Not only must this be done, but if we are to bring ourselves abreast of what already exists in foreign countries we must do a great deal towards cheapening the procedure even of the County Court for those who are poor.
The French have a very complete system of divorce for poor people, known as “Assistance Judicaire.” The effect is that the persons to whom assistance is granted do not have to pay anything whilst they remain poor. The State advances the necessary money. The avocat and avoué—barrister and solicitor—work for nothing. In case the assisted person comes into better circumstances he may be obliged to repay the State. If the poor litigant succeeds in his proceedings, the unsuccessful party pays the costs. In 1907 there were 20,464 persons who applied for assistance, 11,726 of which were in relation to matrimonial proceedings, and relief was granted to 9,205 poor people, of whom 5,136 were seeking different forms of matrimonial relief.
In Germany and the Netherlands divorce is equally open to poor people, who receive State aid, and in Scotland there is a well-known system which is known as the Poors Roll, which is said to have existed since 1424. The Scots Parliament Act, which instituted this excellent procedure, commenced as follows: “If there be any poor creature who for lack of skill or expenses cannot nor may not follow his cause the King for the love of God shall ordain the judge before whom the cause shall be determined to purvey and get a leal and wise advocate to follow such poor creatures causes: and if such causes be obtained [won] the wronger shall indemnify both the party injured and the advocate’s costs and travail.” It is amazing to find in Scotland of the fifteenth century laws for the poor that we are only dimly thinking about in our vague uncertain timid way at the present day.

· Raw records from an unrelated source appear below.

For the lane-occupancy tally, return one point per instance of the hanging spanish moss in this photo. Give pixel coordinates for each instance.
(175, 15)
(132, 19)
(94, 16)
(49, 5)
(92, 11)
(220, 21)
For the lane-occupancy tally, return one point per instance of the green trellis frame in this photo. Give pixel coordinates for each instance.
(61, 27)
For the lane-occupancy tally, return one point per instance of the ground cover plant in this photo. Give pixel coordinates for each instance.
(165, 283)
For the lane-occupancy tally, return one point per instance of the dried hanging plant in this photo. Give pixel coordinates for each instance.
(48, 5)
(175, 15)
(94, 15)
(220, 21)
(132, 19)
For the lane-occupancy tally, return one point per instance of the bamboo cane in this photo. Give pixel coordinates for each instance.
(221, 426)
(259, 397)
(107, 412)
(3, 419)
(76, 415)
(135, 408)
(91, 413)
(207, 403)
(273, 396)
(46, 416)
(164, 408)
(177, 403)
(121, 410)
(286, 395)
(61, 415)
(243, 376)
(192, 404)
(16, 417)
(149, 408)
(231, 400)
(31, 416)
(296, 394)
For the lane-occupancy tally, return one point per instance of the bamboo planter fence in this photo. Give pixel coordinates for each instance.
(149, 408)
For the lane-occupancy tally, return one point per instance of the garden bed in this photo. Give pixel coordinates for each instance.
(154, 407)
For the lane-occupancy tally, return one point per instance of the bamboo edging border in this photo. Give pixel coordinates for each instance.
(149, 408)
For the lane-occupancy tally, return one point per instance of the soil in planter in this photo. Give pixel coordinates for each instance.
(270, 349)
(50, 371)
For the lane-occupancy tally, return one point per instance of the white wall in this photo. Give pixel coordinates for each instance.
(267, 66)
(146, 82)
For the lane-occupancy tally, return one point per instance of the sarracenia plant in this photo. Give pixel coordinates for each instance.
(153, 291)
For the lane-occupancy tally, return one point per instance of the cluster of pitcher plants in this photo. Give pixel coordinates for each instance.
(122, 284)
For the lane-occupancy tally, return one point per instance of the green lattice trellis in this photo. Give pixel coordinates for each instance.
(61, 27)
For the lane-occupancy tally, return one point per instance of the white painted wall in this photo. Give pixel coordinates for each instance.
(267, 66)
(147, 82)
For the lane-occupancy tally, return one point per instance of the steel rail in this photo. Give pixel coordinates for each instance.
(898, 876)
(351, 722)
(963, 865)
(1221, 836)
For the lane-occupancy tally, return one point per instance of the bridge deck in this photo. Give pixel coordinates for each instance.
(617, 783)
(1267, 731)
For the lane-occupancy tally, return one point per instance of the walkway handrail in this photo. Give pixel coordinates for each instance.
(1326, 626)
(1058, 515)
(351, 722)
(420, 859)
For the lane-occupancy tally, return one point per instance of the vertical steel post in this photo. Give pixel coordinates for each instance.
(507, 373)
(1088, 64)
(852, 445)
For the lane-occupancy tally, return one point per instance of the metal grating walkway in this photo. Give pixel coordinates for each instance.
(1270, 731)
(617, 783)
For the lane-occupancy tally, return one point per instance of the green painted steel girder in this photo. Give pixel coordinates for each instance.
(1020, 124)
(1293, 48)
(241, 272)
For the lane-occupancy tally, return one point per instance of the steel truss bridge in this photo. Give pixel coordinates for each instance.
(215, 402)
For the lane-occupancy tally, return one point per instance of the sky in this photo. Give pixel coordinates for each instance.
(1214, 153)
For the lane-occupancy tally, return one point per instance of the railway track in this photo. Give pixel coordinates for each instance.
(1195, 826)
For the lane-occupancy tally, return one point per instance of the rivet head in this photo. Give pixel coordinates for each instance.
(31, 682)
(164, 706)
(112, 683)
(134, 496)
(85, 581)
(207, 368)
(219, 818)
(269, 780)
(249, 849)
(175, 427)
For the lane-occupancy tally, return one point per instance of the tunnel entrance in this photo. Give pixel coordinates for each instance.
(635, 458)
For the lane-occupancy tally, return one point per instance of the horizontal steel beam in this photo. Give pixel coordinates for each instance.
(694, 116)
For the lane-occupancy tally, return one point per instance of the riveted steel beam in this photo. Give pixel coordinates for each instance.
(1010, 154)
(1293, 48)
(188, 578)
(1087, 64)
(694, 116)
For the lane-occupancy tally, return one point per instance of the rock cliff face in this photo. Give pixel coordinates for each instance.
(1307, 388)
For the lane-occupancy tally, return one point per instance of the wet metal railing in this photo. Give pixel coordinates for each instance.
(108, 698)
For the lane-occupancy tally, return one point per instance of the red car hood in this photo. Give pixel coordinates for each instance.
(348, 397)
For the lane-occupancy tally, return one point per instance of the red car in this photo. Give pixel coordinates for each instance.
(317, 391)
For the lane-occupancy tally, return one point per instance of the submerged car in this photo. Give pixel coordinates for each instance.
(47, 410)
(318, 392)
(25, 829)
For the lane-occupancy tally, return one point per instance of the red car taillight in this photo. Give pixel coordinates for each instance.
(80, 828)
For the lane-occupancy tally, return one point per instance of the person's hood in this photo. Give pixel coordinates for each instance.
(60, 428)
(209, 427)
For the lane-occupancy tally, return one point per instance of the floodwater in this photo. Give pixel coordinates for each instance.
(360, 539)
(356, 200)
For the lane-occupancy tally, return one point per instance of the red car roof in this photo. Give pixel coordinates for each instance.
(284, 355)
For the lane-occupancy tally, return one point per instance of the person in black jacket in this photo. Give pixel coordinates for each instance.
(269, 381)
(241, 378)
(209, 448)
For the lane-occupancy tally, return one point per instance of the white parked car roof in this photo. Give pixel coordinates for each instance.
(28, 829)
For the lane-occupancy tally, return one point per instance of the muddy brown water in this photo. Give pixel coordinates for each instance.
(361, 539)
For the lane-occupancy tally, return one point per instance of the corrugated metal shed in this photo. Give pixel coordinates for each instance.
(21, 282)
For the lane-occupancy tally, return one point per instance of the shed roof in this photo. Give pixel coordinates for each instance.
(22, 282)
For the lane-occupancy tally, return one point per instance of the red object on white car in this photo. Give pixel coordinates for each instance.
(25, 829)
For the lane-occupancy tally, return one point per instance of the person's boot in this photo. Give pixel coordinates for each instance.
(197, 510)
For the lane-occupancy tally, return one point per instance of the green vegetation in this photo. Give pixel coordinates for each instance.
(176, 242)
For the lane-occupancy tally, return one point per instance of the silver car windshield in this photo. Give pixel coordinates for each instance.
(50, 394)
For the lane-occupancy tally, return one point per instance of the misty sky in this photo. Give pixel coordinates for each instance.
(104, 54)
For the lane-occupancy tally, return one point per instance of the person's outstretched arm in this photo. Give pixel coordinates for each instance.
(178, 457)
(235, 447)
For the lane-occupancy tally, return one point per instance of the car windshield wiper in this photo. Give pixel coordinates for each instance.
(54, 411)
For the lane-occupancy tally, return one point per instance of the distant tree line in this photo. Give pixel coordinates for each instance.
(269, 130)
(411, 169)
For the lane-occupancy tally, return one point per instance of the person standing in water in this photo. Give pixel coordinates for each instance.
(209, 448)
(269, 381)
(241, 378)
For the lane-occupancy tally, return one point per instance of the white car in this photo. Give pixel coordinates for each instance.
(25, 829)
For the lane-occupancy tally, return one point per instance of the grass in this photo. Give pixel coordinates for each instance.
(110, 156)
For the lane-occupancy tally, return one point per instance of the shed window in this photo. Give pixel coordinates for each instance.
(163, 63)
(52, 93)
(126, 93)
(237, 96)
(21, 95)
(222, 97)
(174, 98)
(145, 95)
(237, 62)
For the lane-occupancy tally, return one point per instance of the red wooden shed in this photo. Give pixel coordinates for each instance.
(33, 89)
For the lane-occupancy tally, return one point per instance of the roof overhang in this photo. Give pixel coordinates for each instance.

What actually happens to the poor man of the present day is set out in the following case—a very common one:—
Summoned in the City of London Court for the non-payment of forty-five pounds, his wife’s costs in a divorce suit in which he was the successful petitioner, a City messenger said that he received one hundred and seventeen pounds a year, and while the divorce suit was pending he paid his wife as alimony two pounds ten shillings a month. He had paid sixty-five pounds for his wife’s costs, and still owed forty-five pounds. He had obtained an order for payment of his own costs against the co-respondent, but as that person was only earning a few shillings a week he did not know if he would get anything.